Effect of hypothalamus-specific Y2 receptor deletion on trabecular bone cell activity in the distal femoral metaphysis. Osteoclast surface (a), osteoclast number (b), osteoblast surface (c), osteoblast number (d), osteoid surface (e), mineralizing surface (f), mineral apposition rate (g), and bone formation rate (h) of femurs from male Y2^+/+ Cre-adenovirus–injected or Y2^lox/lox GFP- adenovirus–injected control mice (white bars) compared with Y2^lox/lox Cre-adenovirus–injected knockouts (KO, black bars) at 15–17 weeks of age.
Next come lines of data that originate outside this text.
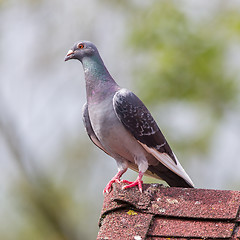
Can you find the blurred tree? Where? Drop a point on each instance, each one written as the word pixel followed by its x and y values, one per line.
pixel 184 60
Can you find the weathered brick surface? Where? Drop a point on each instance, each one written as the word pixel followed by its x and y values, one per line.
pixel 161 213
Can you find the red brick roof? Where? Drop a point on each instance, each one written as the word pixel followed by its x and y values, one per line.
pixel 164 213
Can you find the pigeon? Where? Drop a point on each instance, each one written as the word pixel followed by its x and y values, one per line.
pixel 118 122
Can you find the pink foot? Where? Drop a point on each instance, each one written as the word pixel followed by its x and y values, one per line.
pixel 116 179
pixel 138 182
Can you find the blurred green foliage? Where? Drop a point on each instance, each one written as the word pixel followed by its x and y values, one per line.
pixel 183 59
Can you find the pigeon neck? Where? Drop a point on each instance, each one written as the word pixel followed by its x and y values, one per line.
pixel 99 82
pixel 95 70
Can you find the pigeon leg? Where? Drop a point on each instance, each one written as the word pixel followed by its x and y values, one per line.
pixel 138 182
pixel 116 179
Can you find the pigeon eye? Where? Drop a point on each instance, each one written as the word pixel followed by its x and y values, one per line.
pixel 80 45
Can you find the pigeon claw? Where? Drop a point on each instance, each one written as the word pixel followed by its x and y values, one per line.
pixel 138 182
pixel 107 189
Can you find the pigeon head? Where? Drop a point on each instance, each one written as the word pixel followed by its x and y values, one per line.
pixel 80 50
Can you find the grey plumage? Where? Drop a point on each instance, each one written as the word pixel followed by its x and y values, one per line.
pixel 118 123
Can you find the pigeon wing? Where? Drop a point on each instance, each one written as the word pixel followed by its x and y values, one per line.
pixel 139 122
pixel 89 129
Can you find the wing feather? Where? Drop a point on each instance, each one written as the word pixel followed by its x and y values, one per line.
pixel 138 121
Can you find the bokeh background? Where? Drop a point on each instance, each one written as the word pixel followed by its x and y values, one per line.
pixel 181 57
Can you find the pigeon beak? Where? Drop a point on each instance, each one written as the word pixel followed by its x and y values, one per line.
pixel 69 55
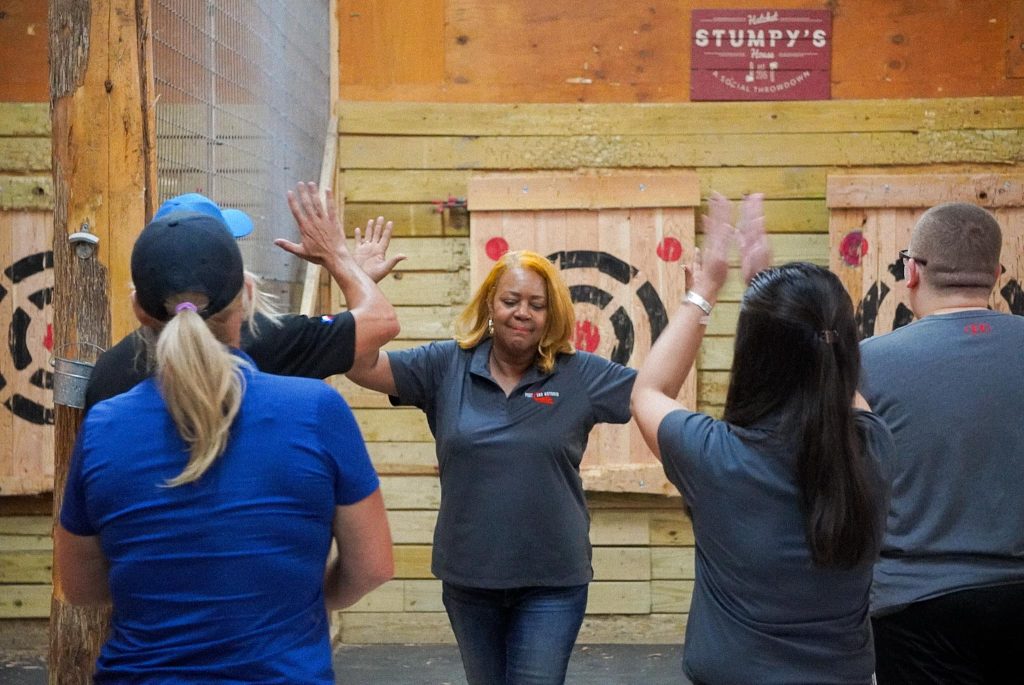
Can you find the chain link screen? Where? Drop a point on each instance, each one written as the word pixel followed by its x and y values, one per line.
pixel 243 89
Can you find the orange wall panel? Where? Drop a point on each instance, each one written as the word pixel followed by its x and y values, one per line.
pixel 24 66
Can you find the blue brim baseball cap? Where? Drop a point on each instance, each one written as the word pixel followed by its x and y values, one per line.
pixel 238 222
pixel 185 252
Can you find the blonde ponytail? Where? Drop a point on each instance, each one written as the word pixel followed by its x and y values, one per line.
pixel 200 380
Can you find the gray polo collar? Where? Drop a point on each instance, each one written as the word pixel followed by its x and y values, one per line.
pixel 481 355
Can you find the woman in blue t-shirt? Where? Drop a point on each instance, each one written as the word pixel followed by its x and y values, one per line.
pixel 204 502
pixel 787 493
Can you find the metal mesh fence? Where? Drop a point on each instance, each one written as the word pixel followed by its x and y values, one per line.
pixel 243 90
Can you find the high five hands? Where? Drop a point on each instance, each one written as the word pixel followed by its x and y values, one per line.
pixel 711 265
pixel 324 238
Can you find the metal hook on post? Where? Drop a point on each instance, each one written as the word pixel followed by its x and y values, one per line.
pixel 84 242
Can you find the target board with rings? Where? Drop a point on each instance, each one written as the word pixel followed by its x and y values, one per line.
pixel 872 217
pixel 26 374
pixel 620 241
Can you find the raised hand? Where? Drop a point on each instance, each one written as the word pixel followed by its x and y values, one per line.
pixel 711 265
pixel 371 249
pixel 755 251
pixel 322 233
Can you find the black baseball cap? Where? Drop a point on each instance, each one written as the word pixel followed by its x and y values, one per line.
pixel 185 252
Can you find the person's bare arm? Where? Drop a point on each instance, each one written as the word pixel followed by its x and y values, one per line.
pixel 81 568
pixel 364 559
pixel 663 373
pixel 324 244
pixel 371 249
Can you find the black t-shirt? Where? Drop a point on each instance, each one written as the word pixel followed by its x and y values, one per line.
pixel 310 347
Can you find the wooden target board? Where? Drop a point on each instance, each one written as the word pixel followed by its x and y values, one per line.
pixel 871 218
pixel 26 374
pixel 620 240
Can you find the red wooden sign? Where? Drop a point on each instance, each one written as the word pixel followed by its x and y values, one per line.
pixel 761 54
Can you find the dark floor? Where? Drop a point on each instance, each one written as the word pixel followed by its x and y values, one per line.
pixel 439 665
pixel 23 661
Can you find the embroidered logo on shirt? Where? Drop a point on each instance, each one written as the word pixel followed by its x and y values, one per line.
pixel 977 329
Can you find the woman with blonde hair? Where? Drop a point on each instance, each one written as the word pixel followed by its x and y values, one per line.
pixel 203 503
pixel 510 404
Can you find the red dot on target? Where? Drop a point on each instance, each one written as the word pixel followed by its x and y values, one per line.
pixel 496 247
pixel 670 250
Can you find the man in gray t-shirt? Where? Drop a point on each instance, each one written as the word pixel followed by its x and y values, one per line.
pixel 947 598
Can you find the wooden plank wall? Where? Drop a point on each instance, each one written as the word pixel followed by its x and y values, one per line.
pixel 610 51
pixel 26 295
pixel 397 158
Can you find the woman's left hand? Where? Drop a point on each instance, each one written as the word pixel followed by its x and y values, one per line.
pixel 711 265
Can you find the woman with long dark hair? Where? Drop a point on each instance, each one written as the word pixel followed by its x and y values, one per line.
pixel 787 493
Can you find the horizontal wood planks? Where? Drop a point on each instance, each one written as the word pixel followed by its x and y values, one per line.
pixel 872 217
pixel 609 51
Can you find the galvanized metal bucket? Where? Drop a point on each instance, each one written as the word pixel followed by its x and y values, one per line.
pixel 71 377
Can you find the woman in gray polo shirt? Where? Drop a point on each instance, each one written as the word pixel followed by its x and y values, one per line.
pixel 510 404
pixel 788 493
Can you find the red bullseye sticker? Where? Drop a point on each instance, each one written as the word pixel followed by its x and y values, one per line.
pixel 496 247
pixel 853 248
pixel 588 337
pixel 670 250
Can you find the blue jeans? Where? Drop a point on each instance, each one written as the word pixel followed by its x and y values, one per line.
pixel 521 636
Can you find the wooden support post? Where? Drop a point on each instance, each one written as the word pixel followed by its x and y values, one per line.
pixel 104 179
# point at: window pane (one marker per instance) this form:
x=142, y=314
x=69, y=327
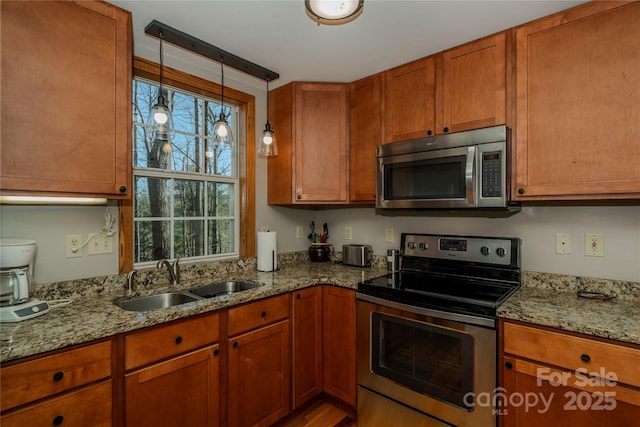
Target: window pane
x=220, y=199
x=188, y=198
x=221, y=238
x=151, y=197
x=188, y=238
x=151, y=240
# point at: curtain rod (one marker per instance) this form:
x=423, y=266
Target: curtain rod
x=190, y=43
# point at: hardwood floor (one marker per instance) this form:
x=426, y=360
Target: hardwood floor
x=319, y=413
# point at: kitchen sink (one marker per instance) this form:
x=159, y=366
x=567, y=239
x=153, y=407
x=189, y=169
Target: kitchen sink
x=223, y=288
x=153, y=302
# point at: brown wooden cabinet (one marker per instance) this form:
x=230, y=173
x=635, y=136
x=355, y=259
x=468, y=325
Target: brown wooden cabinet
x=66, y=99
x=578, y=104
x=306, y=344
x=73, y=387
x=310, y=121
x=259, y=384
x=365, y=133
x=339, y=343
x=555, y=378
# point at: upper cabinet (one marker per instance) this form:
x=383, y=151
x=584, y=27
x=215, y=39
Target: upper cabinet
x=365, y=133
x=460, y=89
x=578, y=104
x=310, y=121
x=66, y=99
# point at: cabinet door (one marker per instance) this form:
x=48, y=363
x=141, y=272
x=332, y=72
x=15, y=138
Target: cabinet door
x=259, y=376
x=66, y=98
x=339, y=343
x=409, y=99
x=182, y=391
x=578, y=104
x=320, y=142
x=473, y=91
x=365, y=127
x=532, y=400
x=307, y=344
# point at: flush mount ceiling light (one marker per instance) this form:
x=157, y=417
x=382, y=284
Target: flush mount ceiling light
x=160, y=122
x=333, y=12
x=268, y=143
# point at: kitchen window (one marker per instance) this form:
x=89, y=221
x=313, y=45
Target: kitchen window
x=189, y=202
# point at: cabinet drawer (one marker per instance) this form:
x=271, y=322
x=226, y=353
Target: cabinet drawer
x=90, y=406
x=567, y=351
x=28, y=381
x=257, y=314
x=155, y=344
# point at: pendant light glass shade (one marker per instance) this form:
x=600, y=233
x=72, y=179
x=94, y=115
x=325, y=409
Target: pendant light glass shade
x=268, y=143
x=160, y=122
x=221, y=129
x=333, y=12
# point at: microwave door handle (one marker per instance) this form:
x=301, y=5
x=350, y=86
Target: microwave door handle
x=469, y=175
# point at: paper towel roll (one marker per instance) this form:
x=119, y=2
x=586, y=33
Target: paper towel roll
x=267, y=251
Values are mean ± SD of five to seven mice per group. *P < 0.05 versus controls.

Figure 9

Effect of hypothalamus-specific Y2 receptor deletion on bone mineralization in the distal femoral metaphysis. Fluorescence micrographs of male GFP-adenovirus–injected Y2^lox/lox control animals compared with Cre-adenovirus–injected Y2^lox/lox knockout mice at 15–17 weeks of age, showing the greater distance between the bands in knockout mice. Bar represents 1 mm.